Al llegar al Rancho, Walter nos
ponía junto a la mesa una jaba vacía de cervezas , para ahí colocar las botellas
que se iban consumiendo, al final hacíamos una “vaca” para cancelar la cuenta
contando las jabas –matemática práctica, considerando el grado de alcohol en la
cabeza–. Pero la tranquilidad de una noche de conversación de amigos,
generalmente sobre las incidencias de nuestros partidos de futbol o sobre las
posibilidades inciertas que tenía alguno de nosotros para conquistar a alguna
chica, podía verse interrumpida por algún vecino de mesa, que simplemente
provocaba que alguno de los nuestros diga
–Ese hijoeputa me está mirando mal– y bastaba eso para provocar una
pelea, sobre la cual no había garantía alguna. Lo mejor era evitarlas.
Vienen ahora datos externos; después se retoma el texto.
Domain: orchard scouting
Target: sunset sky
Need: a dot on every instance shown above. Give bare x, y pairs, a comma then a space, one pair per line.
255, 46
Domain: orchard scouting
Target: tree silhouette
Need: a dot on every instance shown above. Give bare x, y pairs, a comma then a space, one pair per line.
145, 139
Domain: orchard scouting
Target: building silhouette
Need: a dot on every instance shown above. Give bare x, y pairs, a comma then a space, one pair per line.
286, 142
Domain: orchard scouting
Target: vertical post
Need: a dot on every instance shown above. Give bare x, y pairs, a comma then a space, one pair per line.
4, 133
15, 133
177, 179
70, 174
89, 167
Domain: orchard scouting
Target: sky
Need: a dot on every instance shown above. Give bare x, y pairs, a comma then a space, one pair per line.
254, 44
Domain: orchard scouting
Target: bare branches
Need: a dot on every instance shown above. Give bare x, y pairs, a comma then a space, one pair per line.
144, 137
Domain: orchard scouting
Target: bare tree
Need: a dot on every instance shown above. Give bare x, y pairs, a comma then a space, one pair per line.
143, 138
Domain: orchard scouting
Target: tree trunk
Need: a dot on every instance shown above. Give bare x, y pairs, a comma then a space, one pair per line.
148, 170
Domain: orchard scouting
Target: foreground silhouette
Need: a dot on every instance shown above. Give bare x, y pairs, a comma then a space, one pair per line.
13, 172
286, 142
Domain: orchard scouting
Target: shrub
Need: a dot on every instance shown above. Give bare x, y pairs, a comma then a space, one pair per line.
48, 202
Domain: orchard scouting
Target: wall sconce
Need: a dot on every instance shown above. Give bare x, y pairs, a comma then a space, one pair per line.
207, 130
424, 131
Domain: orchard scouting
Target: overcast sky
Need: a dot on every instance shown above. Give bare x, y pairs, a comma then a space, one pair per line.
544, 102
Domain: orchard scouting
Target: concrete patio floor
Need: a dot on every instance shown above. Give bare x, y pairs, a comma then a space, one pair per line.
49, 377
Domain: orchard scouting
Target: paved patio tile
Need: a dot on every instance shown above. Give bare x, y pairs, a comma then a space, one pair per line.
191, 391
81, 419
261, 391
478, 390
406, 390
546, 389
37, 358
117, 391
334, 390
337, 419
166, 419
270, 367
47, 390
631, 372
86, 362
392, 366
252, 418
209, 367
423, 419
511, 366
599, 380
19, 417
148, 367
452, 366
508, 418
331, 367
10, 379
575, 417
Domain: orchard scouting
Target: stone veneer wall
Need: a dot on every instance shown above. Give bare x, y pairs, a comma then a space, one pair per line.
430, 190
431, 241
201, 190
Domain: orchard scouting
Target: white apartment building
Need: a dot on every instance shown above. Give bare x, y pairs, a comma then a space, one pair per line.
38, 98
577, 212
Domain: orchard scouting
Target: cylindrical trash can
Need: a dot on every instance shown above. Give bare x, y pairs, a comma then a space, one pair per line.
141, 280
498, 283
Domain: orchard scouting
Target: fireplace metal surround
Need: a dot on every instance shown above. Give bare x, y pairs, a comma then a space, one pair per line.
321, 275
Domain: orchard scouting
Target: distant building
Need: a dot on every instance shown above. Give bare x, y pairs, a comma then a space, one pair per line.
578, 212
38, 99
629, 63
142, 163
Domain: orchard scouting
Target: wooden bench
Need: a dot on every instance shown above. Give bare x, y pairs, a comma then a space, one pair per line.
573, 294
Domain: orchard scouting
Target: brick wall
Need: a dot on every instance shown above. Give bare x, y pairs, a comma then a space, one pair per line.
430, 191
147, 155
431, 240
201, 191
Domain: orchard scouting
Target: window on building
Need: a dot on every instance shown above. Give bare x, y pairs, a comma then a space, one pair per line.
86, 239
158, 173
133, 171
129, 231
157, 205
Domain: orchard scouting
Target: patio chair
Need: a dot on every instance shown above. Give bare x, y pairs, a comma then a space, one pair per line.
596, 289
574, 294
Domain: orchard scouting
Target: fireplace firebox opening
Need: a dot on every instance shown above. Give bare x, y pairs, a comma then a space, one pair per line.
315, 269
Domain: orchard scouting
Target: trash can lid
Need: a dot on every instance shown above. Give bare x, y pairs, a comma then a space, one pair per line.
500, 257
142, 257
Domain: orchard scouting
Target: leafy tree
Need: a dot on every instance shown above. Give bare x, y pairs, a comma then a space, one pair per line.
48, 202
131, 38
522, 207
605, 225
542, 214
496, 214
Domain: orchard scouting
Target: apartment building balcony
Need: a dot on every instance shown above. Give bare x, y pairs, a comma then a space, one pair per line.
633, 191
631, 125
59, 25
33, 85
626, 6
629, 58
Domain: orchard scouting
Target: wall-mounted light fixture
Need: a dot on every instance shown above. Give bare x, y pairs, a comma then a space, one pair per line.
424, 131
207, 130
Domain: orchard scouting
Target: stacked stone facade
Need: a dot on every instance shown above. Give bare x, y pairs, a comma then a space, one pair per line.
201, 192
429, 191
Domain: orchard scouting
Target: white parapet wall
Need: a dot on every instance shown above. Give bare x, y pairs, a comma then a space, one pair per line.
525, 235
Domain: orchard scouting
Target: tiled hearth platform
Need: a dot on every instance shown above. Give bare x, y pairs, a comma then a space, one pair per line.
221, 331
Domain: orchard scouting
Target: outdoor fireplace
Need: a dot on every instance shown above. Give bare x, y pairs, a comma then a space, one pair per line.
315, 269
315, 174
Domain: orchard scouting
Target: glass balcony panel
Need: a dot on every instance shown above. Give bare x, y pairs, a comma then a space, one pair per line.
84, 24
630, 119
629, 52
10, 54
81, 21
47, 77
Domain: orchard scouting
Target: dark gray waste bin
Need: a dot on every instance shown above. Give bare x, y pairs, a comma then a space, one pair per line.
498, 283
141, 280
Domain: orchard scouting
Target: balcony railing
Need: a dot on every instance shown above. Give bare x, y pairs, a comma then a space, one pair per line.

Uno de los riesgos mayores estaba en el momento de ir al baño, tenías que ir solo, y lo mejor era levantarse de la mesa desafiando a todos, especialmente a los de aquella mesa en donde se advertía un mayor peligro por sus fachas, para ello nada mejor que la mirada de Clint Eastwood, lo habíamos visto en el cine, en El bueno, el malo y el feo, Por un puñado de dólares y La muerte no tiene precio, que dirigió Sergio Leone en los años 60’, –la época de los “spaghetti western”– y luego como Harry Callahan en la serie de películas de Harry El Sucio de los años 70’, y sabíamos cómo miraba, arrugando un poco la nariz, y desviando un poco la boca hacia el lado izquierdo, como si todo le apestara, como si no le importara su vida, antes de eliminar a sus enemigos, y en el Rancho esa mirada podía provocar que los desafiados miren hacia otro lado y sigan en su conversación, y pueda uno, ir tranquilo a resolver sus necesidades urgentes.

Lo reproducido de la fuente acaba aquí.